We spend a lot of time teaching our dogs to sit, stay, and come when called to keep them safe outside, but teaching good manners around the house can be just as important, says Toni Shelbourne.
If your dog tries to push through the door to escape outside whenever it’s opened, teach him to wait there:
1. Pop a lead on him so you can contain him and easily teach the exercise. Have some yummy treats ready in a treat bag.
2. Begin with a closed internal door, as it’s less exciting than the front door. Ask him to sit on the side that
opens away from him. Ask him to wait, also using a hand signal; an open palm facing towards him usually works well.
3. Position yourself in front of your dog and open the door slightly. If necessary, keep the lead short, and use your body position to encourage him to remain in position. If he does, reward him with a treat.
4. Now try opening the door a little wider while reinforcing the sit and wait with voice, hand gesture, and body position. Reward lavishly for maintaining position. If he moves, close the door and start again.
5. Work over several sessions until you can open the door fully while your dog waits politely. Then see if you can move through the door a little while your dog remains still. Once he can do this, give him a release cue that means he can move through the door after you.

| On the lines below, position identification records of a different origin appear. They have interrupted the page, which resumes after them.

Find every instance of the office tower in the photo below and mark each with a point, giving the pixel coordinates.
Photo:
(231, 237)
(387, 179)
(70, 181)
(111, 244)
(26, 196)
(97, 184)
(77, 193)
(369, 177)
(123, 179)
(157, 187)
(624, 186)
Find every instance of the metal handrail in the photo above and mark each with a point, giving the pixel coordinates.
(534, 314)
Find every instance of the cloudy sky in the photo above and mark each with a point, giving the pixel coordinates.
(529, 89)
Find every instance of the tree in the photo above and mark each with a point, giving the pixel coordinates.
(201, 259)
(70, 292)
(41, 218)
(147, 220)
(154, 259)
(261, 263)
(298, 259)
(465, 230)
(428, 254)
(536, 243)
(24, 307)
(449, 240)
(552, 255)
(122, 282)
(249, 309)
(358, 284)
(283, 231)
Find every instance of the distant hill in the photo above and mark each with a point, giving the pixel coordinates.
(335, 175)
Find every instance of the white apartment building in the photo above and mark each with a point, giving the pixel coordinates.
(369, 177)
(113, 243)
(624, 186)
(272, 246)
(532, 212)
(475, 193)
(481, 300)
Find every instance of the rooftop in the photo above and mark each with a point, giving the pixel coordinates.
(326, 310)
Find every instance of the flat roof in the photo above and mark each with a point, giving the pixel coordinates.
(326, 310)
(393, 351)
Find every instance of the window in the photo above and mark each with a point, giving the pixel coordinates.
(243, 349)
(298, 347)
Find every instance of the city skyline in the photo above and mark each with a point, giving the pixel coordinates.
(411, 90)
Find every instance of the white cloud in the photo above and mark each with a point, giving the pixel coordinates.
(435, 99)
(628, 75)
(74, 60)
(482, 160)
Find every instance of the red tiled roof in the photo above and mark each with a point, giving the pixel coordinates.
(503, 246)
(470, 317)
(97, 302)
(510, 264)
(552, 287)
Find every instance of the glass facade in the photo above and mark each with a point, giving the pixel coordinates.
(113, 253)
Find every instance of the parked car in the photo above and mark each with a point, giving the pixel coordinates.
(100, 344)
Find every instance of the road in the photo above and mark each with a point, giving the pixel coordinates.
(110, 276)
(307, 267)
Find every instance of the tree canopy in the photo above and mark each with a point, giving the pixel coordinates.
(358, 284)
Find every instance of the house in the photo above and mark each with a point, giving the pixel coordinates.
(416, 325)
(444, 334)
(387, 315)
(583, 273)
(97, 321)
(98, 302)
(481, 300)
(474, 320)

6. Once perfected at an internal door, repeat the same steps at the main exits.
● Practise this with all doors around the house.
● Make sure you train up the rest of the family too!
● For young puppies or dogs in training, create a safety zone around exit points. This can be done with temporary dog gates placed around the front door to create a barrier between your dog and the outside world.
Start with internal doors, then progress to the main exits.
It may just be understandable enthusiasm about going for a walk, but being dragged through the front door by your dog can result in accidents, so it’s worth spending some time teaching him to be in a little less of
a hurry. Teach him to wait at the door first; you may find this in itself solves the issue. If he still wants to charge through when you give the release cue, reward him just outside the door instead: walk through, ask for a sit, and give a jackpot of five treats before moving off.
● Practise this on occasions when you aren’t going for a walk too.
You might consider your dog jumping up as a friendly, if exuberant, greeting behaviour, but some visitors may find it frightening. It can also result in damaged clothing, or someone getting knocked over. Teaching your dog acceptable meet and greet behaviour with humans is as important as it is with other dogs, and will stand you both in good stead in other social situations as well as at the door.
1. Your aim is to teach your dog that it’s more rewarding to have all four feet on the ground at all times. If he jumps up, give no feedback, either good or negative; ignore him completely if safe to do so. The moment his front feet touch the floor again, reward him big time with treats and praise.
Any time he comes to you and doesn’t jump up, praise him, say ‘Feet on the floor’ and offer a yummy treat.
Reward any behaviour that keeps him from jumping up such as a sit.
2. Next, ask a friend round to help you train. If necessary, put your dog on a lead. Go through the same process, using the lead for a little containment. Don’t punish your dog if he goes to jump up; use the lead to help gently reinforce all four feet on the floor. It’s best if you offer the treats, so it doesn’t add to the excitement of a visitor arriving.
3. If you need a little extra incentive for feet on the floor, try scattering treats on the ground as guests come in to encourage an alternative behaviour.
● Remember to train humans too, telling visitors in advance how you want them to interact with your dog.